L’OCP et son empreinte carbone
Dans le registre des entreprises venues présenter leur stratégie bas-carbone, figurait notamment l’OCP dont le principal engagement porte sur la réduction des GES par l’amélioration de l’efficacité énergétique et le recours aux énergies alternatives. La démarche mise en place consiste précisément à suivre l’évolution de l’empreinte carbone dans le temps et le long de la chaîne de valeur, notamment en cherchant à comprendre comment les activités du groupe ont une incidence sur celle-ci et identifier les gisements de réduction tandis que sont à définir des actions d’atténuation et d’adaptation, et qu'il reste à quantifier les réductions d’émissions de GES associées à ces actions. Selon Bouchra Nakara, OCP suit l’évolution de son empreinte carbone depuis 2007 à travers le référentiel de calcul ISO 14064-1. Et le périmètre de calcul des émissions de GES comprend les complexes industriels de Jorf Lasfar et de Safi, les sites miniers de Khouribga et Gantour, la filiale Phosboucraâ et le siège à Casablanca. L’empreinte carbone 2014 a été vérifiée suivant la norme ISO 14 064 par l’organisme certificateur agréé GUTcert, représentant d’AFNOR. Aujourd’hui, les empreintes carbone 2015 et 2016 sont en cours de vérification par le même organisme. 


Said Mouline
Directeur général de l’AMEE et président de la Commission climat et économie verte à la CGEM.
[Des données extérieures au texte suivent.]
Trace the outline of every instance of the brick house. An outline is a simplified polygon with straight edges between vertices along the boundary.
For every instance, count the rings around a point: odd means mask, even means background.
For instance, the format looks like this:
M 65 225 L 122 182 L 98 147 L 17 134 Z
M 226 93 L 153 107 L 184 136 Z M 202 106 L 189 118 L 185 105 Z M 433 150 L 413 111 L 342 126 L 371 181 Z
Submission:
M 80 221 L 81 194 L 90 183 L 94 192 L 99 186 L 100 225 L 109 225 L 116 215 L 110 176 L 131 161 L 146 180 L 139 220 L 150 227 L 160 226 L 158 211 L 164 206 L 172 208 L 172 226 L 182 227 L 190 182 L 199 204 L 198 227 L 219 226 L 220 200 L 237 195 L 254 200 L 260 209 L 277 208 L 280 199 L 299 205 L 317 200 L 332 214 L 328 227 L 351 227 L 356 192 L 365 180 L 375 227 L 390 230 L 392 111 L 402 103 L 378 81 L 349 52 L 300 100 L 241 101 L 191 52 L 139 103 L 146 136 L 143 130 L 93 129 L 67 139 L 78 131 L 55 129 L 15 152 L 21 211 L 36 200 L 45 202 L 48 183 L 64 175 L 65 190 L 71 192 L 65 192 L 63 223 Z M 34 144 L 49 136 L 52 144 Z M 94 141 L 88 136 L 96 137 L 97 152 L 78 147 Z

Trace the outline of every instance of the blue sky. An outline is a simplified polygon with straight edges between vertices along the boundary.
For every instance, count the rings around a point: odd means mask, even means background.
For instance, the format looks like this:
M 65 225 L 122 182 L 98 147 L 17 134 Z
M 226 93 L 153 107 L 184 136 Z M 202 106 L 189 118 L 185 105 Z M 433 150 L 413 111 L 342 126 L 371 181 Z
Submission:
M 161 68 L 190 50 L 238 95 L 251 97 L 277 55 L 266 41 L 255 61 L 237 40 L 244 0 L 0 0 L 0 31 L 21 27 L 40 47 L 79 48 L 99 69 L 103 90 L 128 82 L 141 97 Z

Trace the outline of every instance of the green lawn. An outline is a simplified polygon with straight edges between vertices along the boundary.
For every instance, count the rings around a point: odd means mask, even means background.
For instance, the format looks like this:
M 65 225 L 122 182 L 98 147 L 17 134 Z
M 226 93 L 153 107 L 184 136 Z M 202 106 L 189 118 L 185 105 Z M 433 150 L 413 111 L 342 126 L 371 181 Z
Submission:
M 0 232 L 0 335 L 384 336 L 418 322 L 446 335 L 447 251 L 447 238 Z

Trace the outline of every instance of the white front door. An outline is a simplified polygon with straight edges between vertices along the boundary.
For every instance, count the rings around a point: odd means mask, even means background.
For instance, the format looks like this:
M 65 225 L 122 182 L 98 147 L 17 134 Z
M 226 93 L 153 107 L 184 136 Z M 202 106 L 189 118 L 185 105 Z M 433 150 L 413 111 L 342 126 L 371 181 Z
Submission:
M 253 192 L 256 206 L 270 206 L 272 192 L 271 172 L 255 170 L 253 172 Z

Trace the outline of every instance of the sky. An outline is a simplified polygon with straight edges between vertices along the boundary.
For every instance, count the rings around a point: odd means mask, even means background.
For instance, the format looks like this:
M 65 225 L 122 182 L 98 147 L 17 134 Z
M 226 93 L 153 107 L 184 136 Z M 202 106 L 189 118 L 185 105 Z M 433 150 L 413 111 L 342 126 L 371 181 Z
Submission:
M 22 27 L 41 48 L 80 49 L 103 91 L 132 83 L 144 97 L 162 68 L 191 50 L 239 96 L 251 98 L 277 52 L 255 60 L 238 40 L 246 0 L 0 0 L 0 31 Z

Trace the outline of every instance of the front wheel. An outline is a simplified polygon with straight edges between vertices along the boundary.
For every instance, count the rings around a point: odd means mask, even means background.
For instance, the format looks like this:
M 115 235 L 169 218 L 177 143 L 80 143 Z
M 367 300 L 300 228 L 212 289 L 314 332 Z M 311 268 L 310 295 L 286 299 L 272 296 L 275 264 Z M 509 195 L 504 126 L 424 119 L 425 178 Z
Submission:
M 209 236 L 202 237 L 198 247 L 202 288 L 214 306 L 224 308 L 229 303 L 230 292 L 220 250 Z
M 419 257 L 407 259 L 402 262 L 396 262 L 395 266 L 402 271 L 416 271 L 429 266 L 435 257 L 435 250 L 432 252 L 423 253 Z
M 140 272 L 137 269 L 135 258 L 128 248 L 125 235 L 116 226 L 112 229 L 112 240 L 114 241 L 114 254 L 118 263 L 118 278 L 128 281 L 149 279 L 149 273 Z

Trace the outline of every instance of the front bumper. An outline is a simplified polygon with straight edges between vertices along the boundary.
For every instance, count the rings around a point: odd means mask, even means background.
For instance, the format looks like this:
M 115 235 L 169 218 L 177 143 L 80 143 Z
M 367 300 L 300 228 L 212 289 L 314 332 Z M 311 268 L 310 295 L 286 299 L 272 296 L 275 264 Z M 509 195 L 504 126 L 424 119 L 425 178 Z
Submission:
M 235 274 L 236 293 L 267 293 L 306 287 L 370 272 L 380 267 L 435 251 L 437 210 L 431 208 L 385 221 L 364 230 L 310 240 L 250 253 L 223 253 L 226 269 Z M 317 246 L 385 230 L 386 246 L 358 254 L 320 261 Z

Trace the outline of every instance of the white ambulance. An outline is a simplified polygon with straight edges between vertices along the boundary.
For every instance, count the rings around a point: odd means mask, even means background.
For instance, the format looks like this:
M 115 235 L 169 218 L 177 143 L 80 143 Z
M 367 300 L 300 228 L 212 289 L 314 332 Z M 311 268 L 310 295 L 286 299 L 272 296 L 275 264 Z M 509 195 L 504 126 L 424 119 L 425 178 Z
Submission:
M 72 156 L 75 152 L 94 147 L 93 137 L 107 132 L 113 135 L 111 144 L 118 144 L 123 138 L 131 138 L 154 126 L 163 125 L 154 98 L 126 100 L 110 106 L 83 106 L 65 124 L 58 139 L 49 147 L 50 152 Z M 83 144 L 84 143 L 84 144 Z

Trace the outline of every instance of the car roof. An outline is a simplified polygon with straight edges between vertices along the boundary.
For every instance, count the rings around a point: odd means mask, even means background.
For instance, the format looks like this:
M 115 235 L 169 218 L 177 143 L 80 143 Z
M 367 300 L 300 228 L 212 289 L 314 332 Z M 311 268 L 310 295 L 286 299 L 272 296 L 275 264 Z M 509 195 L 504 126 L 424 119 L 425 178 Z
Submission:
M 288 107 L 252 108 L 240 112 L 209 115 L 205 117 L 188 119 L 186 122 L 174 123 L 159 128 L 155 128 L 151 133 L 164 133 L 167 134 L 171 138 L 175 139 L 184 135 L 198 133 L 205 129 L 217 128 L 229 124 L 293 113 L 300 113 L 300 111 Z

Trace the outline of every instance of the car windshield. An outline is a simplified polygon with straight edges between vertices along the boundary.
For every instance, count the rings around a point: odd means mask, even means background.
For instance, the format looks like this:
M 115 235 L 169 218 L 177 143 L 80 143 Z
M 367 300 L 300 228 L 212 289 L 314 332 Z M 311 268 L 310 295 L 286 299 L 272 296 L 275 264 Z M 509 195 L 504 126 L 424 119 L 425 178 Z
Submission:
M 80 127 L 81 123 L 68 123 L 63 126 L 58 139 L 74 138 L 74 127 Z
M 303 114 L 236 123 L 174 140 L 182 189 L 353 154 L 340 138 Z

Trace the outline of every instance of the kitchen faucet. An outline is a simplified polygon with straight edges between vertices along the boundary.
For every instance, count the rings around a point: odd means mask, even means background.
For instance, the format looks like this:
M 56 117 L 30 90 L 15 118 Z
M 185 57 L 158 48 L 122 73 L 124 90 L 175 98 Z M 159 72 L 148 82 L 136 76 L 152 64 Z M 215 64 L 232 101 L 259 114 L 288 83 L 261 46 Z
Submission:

Vous savez au niveau mondial, l’efficacité énergétique représente 14% des investissements qui sont opérés dans le cadre de la transition énergétique. Et vous savez quoi, cet élan va aller crescendo y compris ici au Maroc, puisque les entreprises ont compris qu’elles ont beaucoup à gagner en faisant le saut. D’ailleurs, nous présenterons des success stories lors du forum Entreprises climat Maroc que la CGEM organise le 6 juillet 2017 à Casablanca».

Mehdi Benzaari
Président de la Chambre de commerce suisse au Maroc et directeur général de SGS Maroc

 Une démarche bas-carbone n’est jamais réduite ou insignifiante ! L’essentiel est de s’engager sur cette voie qui peut revêtir plusieurs formes. Par exemple, chez nous à SGS Maroc, le statut de Directeur -on en a quatre- ne se reconnaît plus par la longueur et la grosseur de la voiture de fonction mais plutôt par le taux d’émission de cette dernière».